Nouvelle polémique en France concernant la guerre culturelle orchestrée par Vincent Bolloré. Après la mobilisation de 200 auteurs liés à la maison d’édition Grasset, ce sont maintenant 600 professionnels du cinéma – parmi lesquels les acteurs Juliette Binoche, Swann Arlaud et le réalisateur Jean-Pascal Zadi – qui expriment leurs craintes face à l’influence croissante du milliardaire dans le secteur. Dans une tribune publiée lundi, à l’approche du 79e Festival de Cannes, ils alertent sur « l’emprise grandissante de l’extrême droite » dans le cinéma via Bolloré.
Les signataires, comprenant des producteurs, exploitants de cinéma, cinéastes, techniciens et acteurs, écrivent : « En laissant le cinéma français aux mains d’un patron d’extrême droite, nous ne risquons pas seulement une uniformisation des films, mais une prise de contrôle fasciste sur l’imaginaire collectif. »
Le directeur général du groupe Canal+ a réagi à cette tribune lors du « brunch des producteurs » organisé à Cannes ce dimanche. Il a affirmé que ce texte revenait à qualifier les équipes de Canal+ de « crypto-fascistes« . Il a déclaré : « Je n’ai pas envie de travailler avec des gens qui me traitent de crypto-fasciste, je suis désolé, la limite, pour moi elle est là. »
Il a également ressenti cette pétition comme une injustice envers les équipes de Canal+ qui s’efforcent de défendre l’indépendance de la chaîne et sa diversité de choix, annonçant qu’il ne souhaitait plus collaborer avec ceux qui en ont signé la pétition.
La tribune s’inquiétait notamment de l’intention de Canal+ de prendre le contrôle total d’UGC, un réseau de salles de cinéma dont il a acquis 34% en septembre.

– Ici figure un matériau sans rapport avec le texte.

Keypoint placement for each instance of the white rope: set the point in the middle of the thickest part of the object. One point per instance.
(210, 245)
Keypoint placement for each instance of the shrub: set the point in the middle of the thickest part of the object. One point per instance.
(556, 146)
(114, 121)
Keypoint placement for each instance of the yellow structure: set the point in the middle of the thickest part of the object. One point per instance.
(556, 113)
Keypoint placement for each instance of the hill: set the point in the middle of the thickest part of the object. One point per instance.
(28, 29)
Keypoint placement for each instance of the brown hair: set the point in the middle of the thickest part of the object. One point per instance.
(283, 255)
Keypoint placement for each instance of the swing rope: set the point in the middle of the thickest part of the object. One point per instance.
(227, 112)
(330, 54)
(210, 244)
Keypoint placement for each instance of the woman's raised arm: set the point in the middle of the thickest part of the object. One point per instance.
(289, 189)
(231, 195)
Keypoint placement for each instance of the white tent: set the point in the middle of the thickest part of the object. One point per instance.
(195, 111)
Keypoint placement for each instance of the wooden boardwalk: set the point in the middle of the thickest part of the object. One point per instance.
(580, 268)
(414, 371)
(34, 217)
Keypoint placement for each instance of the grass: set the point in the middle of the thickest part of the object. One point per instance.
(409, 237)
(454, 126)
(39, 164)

Jusqu’à présent, cette tribune a eu peu d’écho parmi les professionnels interrogés par l’AFP, nombreux étant ceux qui peinent à identifier un changement idéologique au sein de Canal+, tout en craignant une baisse globale des financements.
Selon un accord signé en janvier 2025, Canal+ s’est engagé à investir jusqu’à 170 millions d’euros par an dans le cinéma français d’ici à 2027, contre 220 millions auparavant.